Una situación que se arrastra por años, pero que en las últimas semanas escaló a un nivel crítico, llevó a la Municipalidad de Quillota a ampliar su plan de intervención en la ribera del río Aconcagua. El sector, particularmente en las inmediaciones del Puente Boco, se ha transformado en un punto recurrente de acumulación de escombros, instalación de rucos y quema de materiales, generando focos de incendio difíciles de controlar.
Según detallaron desde el municipio, durante más de un año se ha desarrollado una intervención permanente, logrando avances en la zona sur del puente. Sin embargo, hacia el sector norte —especialmente en accesos posteriores a El Peumo— la problemática se ha intensificado debido al ingreso constante de personas que depositan residuos y queman desechos para extraer metales.
En ese contexto, durante marzo se han ejecutado múltiples operativos, incluyendo limpiezas los días 3, 9 y 12, además del despeje de rucos y fiscalizaciones en terreno. A esto se suma la labor coordinada de las áreas de Medio Ambiente, Seguridad Pública y Gestión de Riesgo de Desastres, junto a iniciativas como una cooperativa de reciclaje.
No obstante, el escenario sigue siendo complejo. Solo en los últimos días se han registrado al menos cuatro emergencias que obligaron a desplegar recursos municipales, Bomberos y CONAF, incluyendo camiones aljibe y maquinaria. El viernes pasado, incluso, se utilizaron más de 60 mil litros de agua sin lograr extinguir completamente los focos, evidenciando un comportamiento persistente e incluso subterráneo del fuego.
Frente a esta situación, el municipio anunció un endurecimiento de las medidas. Entre ellas, la presentación de una querella ante la Fiscalía, el refuerzo de la presencia policial en el sector y la solicitud de apoyo a la Delegación Presidencial. Además, se avanzará en el cierre perimetral del área y en el uso de maquinaria pesada para remover el terreno y sofocar las humaredas desde su origen.

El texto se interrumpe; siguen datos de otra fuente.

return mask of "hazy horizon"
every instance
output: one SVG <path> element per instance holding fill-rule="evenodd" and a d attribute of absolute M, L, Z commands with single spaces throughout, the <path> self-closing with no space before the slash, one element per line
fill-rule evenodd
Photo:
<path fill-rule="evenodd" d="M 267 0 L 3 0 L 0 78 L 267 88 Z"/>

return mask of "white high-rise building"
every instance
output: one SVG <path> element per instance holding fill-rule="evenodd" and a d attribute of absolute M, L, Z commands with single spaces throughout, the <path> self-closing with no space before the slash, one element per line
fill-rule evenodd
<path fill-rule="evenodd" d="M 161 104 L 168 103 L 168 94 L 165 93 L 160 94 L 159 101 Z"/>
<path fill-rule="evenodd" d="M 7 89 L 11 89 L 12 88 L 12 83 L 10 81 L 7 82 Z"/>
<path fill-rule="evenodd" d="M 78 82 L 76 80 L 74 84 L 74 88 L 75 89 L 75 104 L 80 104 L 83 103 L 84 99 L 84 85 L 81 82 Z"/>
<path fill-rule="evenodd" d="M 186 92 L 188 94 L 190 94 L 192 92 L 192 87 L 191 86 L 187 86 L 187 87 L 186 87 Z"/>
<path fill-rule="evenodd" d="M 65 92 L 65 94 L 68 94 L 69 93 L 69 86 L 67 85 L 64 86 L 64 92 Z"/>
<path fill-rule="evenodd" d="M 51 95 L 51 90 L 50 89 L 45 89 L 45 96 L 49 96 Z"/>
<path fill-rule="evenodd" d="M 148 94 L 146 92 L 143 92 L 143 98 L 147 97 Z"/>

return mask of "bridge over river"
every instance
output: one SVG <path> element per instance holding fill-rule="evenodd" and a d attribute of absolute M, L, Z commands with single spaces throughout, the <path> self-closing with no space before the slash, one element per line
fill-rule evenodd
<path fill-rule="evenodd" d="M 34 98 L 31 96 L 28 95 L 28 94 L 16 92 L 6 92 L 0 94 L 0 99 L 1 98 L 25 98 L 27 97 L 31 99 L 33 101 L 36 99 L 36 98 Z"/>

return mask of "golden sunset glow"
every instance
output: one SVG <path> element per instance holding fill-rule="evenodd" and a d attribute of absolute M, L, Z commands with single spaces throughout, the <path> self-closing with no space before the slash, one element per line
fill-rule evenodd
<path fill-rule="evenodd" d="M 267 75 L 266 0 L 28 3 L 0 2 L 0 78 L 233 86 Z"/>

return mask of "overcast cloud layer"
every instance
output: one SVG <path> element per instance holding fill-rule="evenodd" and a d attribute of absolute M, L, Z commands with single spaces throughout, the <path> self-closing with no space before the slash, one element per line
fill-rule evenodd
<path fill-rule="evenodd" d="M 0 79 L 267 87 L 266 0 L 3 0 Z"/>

Desde la casa consistorial advirtieron que se trata de una problemática que supera las capacidades municipales, requiriendo una intervención mayor tanto en materia de seguridad como ambiental. Asimismo, aclararon que los hechos se desarrollan fuera del polígono del humedal urbano, por lo que las acciones buscan recuperar el orden y resguardar espacios que hoy están siendo utilizados de manera ilegal, poniendo en riesgo a la comunidad y al entorno natural.